My question is whether in convex programming it is allowed to use both inequalities together and use convex programming techniques to solve?
Since you requested a reference I suggest you look into Convex Optimization by Boyd and Vandenberghe. In Section "4.2.1 Convex optimization problems in standard form" you can see that they write $f(x) \leq 0$ for convex $f(x)$, and in the beginning of Chapter 3 you see that convex $f(x)$ really means convex on ${\rm dom}(f)$ which must be a convex domain. So in your example, i.e., $f(x,y) = x^3 - y \leq 0$, you just limit the domain to ${\rm dom}(f) = \mathbb{R}_+ \times \mathbb{R}$.
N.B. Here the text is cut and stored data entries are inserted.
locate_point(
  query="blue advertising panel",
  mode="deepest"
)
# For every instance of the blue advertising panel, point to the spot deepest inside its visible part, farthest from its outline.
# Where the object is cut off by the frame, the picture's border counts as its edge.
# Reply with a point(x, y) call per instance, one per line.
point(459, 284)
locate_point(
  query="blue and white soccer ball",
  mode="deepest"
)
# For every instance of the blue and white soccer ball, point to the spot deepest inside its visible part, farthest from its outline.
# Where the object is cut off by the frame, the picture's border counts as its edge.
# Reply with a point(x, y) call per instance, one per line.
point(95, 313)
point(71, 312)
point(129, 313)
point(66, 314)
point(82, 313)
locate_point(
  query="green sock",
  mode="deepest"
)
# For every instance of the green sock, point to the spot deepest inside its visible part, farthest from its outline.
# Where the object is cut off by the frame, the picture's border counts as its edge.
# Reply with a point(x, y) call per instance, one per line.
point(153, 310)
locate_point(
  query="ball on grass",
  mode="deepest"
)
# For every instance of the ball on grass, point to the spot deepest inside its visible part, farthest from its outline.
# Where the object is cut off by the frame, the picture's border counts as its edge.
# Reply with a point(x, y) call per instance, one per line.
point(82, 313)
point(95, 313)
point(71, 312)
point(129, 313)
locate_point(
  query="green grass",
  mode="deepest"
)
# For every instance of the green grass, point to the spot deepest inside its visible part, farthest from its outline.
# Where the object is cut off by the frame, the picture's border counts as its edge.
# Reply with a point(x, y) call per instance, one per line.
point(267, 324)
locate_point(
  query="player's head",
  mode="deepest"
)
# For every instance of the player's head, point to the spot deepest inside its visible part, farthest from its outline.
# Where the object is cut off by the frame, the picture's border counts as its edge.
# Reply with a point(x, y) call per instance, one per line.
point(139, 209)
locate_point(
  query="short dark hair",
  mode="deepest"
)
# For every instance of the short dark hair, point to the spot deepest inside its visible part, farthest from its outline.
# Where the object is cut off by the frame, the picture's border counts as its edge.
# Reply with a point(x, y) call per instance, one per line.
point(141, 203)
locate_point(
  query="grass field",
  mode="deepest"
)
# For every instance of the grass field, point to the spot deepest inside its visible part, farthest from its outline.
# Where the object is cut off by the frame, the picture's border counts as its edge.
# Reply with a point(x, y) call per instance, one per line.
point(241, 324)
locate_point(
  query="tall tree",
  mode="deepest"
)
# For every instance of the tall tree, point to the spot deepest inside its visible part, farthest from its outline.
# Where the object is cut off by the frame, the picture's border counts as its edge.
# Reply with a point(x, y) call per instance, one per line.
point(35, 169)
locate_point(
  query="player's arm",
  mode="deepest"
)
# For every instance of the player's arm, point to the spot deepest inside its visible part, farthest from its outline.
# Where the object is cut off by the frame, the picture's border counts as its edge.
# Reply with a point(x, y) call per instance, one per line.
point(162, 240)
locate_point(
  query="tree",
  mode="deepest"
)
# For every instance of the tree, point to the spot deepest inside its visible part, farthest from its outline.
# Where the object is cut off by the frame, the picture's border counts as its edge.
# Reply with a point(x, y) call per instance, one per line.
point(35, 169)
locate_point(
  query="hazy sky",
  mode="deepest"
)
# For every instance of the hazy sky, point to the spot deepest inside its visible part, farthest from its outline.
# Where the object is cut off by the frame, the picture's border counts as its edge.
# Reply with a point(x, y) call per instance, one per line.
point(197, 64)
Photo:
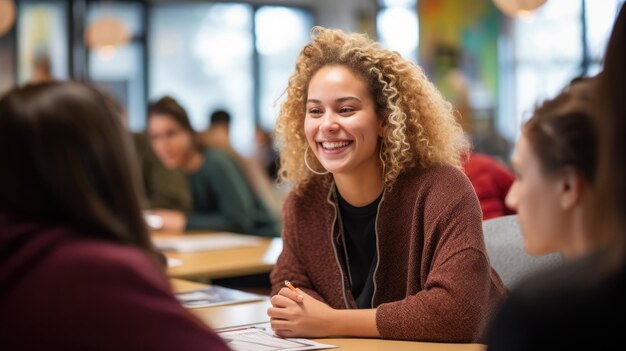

In practice I guess it might depend on the algorithm, but back in the days when MOSEK had a general convex programming solver we treated variable bounds (such as $0 \leq 𝑥$) as the domain on which functions were safe to evaluate, and made sure that these bounds were strictly satisfied in every iteration. Similar to Boyd and Vandenberghe, our algorithm only required that constraints were convex and twice differential within those variable bounds.
Note that general convex programming is nowadays almost obsolete as modern conic optimization has proven overall to be faster, better behaved and able to cover most usecases. Your example, $x^3 \leq y$, is equivalent on the domain, $0 \leq x$, to the power cone, $|x| \leq y^{1/3} z^{2/3}$, where $z=1$.